Natürlich in dem Wissen, das man sich aneignen muss, um das eigene Thema historisch sinnvoll in Zusammenhang zu setzen. Des Weiteren lernt man wissenschaftlich zu arbeiten und wie wichtig gutes Zeitmanagement ist. Für mich lag der persönliche Zugewinn in dem Austausch, den ich mit den unterschiedlichsten Menschen in Zusammenhang mit meiner Arbeit hatte. Außerdem habe ich besonders meine Großeltern, aber auch meine Mutter und meinen Onkel tiefer kennengelernt und bin froh ihre Geschichte festgehalten zu haben.
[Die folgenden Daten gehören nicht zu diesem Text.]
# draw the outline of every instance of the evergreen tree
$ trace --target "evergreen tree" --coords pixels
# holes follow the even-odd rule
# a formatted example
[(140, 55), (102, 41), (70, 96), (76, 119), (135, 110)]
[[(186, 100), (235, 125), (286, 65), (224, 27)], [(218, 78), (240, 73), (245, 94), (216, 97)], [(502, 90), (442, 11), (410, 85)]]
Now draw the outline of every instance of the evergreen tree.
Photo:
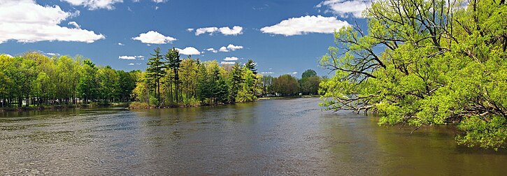
[(160, 55), (160, 48), (157, 47), (153, 51), (155, 54), (150, 54), (152, 57), (150, 58), (146, 63), (148, 66), (146, 72), (148, 72), (148, 77), (155, 83), (155, 96), (158, 103), (160, 103), (160, 78), (164, 76), (164, 63), (161, 60), (162, 56)]

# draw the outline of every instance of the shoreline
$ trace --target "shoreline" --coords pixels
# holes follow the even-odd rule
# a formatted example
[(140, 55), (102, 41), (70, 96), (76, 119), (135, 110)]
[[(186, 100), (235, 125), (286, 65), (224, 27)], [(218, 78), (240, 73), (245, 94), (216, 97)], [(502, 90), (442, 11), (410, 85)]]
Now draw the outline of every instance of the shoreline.
[(23, 107), (4, 107), (0, 108), (0, 112), (29, 112), (29, 111), (42, 111), (42, 110), (57, 110), (71, 108), (112, 108), (112, 107), (125, 107), (128, 108), (131, 102), (122, 103), (91, 103), (91, 104), (76, 104), (76, 105), (38, 105), (38, 106), (23, 106)]
[[(277, 99), (292, 99), (292, 98), (315, 98), (320, 97), (320, 95), (306, 95), (306, 96), (271, 96), (271, 97), (261, 97), (258, 98), (255, 101), (262, 100), (277, 100)], [(236, 103), (243, 103), (249, 102), (242, 102)], [(142, 103), (142, 104), (141, 104)], [(131, 105), (140, 104), (136, 106), (131, 106)], [(124, 107), (128, 110), (149, 110), (149, 109), (166, 109), (166, 108), (195, 108), (195, 107), (206, 107), (206, 106), (217, 106), (223, 105), (226, 104), (218, 104), (218, 105), (169, 105), (169, 106), (161, 106), (157, 108), (156, 106), (151, 106), (147, 103), (139, 103), (136, 101), (134, 102), (122, 102), (122, 103), (108, 103), (107, 104), (103, 103), (91, 103), (91, 104), (77, 104), (77, 105), (40, 105), (40, 106), (23, 106), (23, 107), (10, 107), (10, 108), (0, 108), (0, 112), (28, 112), (28, 111), (42, 111), (42, 110), (64, 110), (70, 108), (111, 108), (111, 107)]]

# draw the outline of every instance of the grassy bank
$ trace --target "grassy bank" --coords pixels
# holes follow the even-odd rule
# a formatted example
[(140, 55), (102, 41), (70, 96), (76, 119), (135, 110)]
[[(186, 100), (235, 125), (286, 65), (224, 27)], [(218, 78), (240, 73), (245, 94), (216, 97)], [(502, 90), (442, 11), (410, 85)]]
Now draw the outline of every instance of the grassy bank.
[(313, 98), (313, 97), (320, 97), (320, 95), (304, 95), (304, 96), (287, 96), (261, 97), (261, 98), (257, 98), (257, 100), (290, 99), (290, 98)]
[(23, 107), (10, 107), (0, 108), (0, 112), (12, 112), (12, 111), (31, 111), (31, 110), (62, 110), (67, 108), (99, 108), (107, 107), (129, 107), (131, 102), (122, 103), (92, 103), (88, 104), (76, 104), (76, 105), (30, 105)]

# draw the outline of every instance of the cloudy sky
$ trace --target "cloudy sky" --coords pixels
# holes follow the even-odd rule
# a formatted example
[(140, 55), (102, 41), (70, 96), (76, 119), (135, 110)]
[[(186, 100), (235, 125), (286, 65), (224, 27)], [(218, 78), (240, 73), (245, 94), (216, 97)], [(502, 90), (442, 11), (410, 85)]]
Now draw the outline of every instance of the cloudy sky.
[(0, 0), (0, 53), (80, 54), (126, 71), (154, 48), (220, 63), (257, 62), (259, 73), (320, 75), (333, 31), (356, 22), (361, 0)]

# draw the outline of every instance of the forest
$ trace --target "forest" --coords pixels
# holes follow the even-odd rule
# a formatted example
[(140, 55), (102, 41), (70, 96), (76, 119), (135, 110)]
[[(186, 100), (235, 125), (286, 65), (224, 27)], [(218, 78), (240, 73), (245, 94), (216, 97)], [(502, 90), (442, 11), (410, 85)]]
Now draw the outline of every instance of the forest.
[(140, 72), (97, 66), (81, 56), (0, 54), (0, 107), (125, 102)]
[(374, 1), (334, 34), (320, 64), (322, 105), (381, 115), (380, 125), (455, 124), (456, 140), (497, 149), (507, 138), (505, 1)]
[(244, 64), (219, 64), (216, 60), (201, 61), (192, 56), (180, 59), (178, 50), (162, 54), (154, 50), (141, 73), (133, 97), (132, 108), (198, 106), (254, 101), (268, 96), (317, 94), (321, 78), (308, 70), (298, 80), (290, 75), (278, 78), (257, 72), (252, 59)]
[(317, 94), (322, 80), (308, 70), (263, 76), (249, 59), (240, 65), (181, 59), (177, 50), (154, 50), (145, 71), (97, 66), (82, 56), (48, 57), (38, 52), (0, 54), (0, 107), (108, 105), (132, 108), (197, 106), (253, 101), (258, 97)]

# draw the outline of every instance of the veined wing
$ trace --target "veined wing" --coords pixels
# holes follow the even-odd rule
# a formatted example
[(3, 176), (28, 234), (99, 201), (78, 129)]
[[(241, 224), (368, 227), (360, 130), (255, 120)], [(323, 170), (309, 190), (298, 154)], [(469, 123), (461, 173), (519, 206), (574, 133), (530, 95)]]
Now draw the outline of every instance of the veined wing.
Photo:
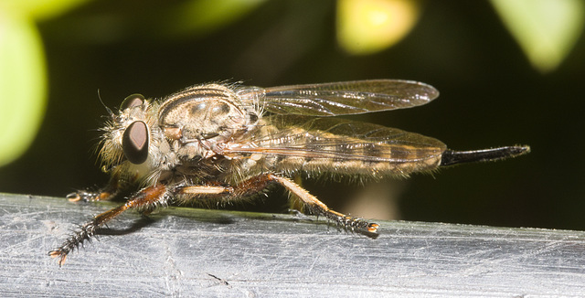
[(370, 80), (242, 89), (243, 103), (276, 114), (335, 116), (410, 108), (439, 96), (431, 85), (412, 80)]
[(264, 122), (250, 144), (225, 152), (436, 166), (446, 150), (437, 139), (346, 119), (274, 115)]

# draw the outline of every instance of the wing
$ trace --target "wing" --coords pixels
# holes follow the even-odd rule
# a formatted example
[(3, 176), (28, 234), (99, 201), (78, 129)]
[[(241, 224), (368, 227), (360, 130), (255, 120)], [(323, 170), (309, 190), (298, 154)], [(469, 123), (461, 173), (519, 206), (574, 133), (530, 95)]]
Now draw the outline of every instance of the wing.
[(239, 91), (244, 104), (259, 104), (276, 114), (335, 116), (404, 109), (439, 96), (432, 86), (411, 80), (370, 80), (292, 85)]
[(264, 119), (250, 144), (226, 151), (322, 162), (424, 164), (440, 161), (445, 150), (439, 140), (395, 128), (339, 118), (274, 115)]

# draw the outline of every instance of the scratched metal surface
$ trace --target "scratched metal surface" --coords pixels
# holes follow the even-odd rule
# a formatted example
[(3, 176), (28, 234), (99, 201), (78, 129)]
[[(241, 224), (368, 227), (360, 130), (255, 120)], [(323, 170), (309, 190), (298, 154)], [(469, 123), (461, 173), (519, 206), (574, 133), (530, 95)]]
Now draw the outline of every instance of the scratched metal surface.
[(582, 231), (379, 222), (370, 239), (294, 216), (171, 208), (129, 212), (63, 268), (47, 255), (112, 206), (0, 194), (2, 296), (585, 296)]

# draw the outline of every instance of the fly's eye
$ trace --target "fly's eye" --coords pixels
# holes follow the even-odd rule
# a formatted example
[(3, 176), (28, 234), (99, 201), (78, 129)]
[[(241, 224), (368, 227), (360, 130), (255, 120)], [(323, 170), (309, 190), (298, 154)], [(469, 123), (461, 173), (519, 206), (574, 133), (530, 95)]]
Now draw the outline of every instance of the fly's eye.
[(143, 103), (144, 103), (144, 97), (142, 94), (132, 94), (126, 97), (123, 101), (122, 101), (122, 104), (120, 105), (120, 111), (137, 107), (143, 105)]
[(130, 124), (122, 136), (122, 150), (129, 162), (140, 165), (148, 158), (148, 128), (137, 121)]

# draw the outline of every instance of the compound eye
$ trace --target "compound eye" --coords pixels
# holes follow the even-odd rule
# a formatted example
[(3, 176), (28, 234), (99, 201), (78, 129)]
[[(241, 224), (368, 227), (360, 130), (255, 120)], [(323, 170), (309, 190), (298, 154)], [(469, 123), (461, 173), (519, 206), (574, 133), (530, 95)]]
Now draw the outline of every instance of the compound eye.
[(142, 94), (131, 94), (122, 101), (120, 105), (120, 111), (123, 111), (129, 108), (141, 106), (144, 103), (144, 97)]
[(137, 121), (130, 124), (122, 136), (122, 151), (129, 162), (140, 165), (148, 158), (148, 128)]

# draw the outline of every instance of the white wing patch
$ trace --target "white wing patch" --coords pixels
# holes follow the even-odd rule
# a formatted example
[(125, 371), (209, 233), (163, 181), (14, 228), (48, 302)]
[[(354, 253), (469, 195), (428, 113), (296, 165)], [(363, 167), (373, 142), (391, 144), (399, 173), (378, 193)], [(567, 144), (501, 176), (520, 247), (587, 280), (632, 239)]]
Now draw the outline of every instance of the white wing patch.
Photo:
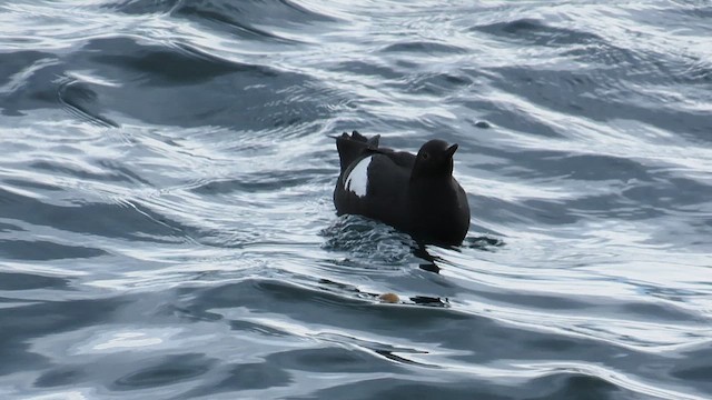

Welche Tipps können Sie Schülerinnen und Schülern geben, damit anfangs kein Gefühl der Überforderung entsteht?

Ihr solltet euch möglichst schnell für ein Thema entscheiden und dann ist es wichtig, den ersten Schritt zu gehen: Werdet euch über den Umfang des Themas bewusst, indem ihr mit jemandem darüber sprecht oder grobe Basisinformationen sammelt… was ist spannend? Dann formuliert eine Forschungsfrage und Gliederung.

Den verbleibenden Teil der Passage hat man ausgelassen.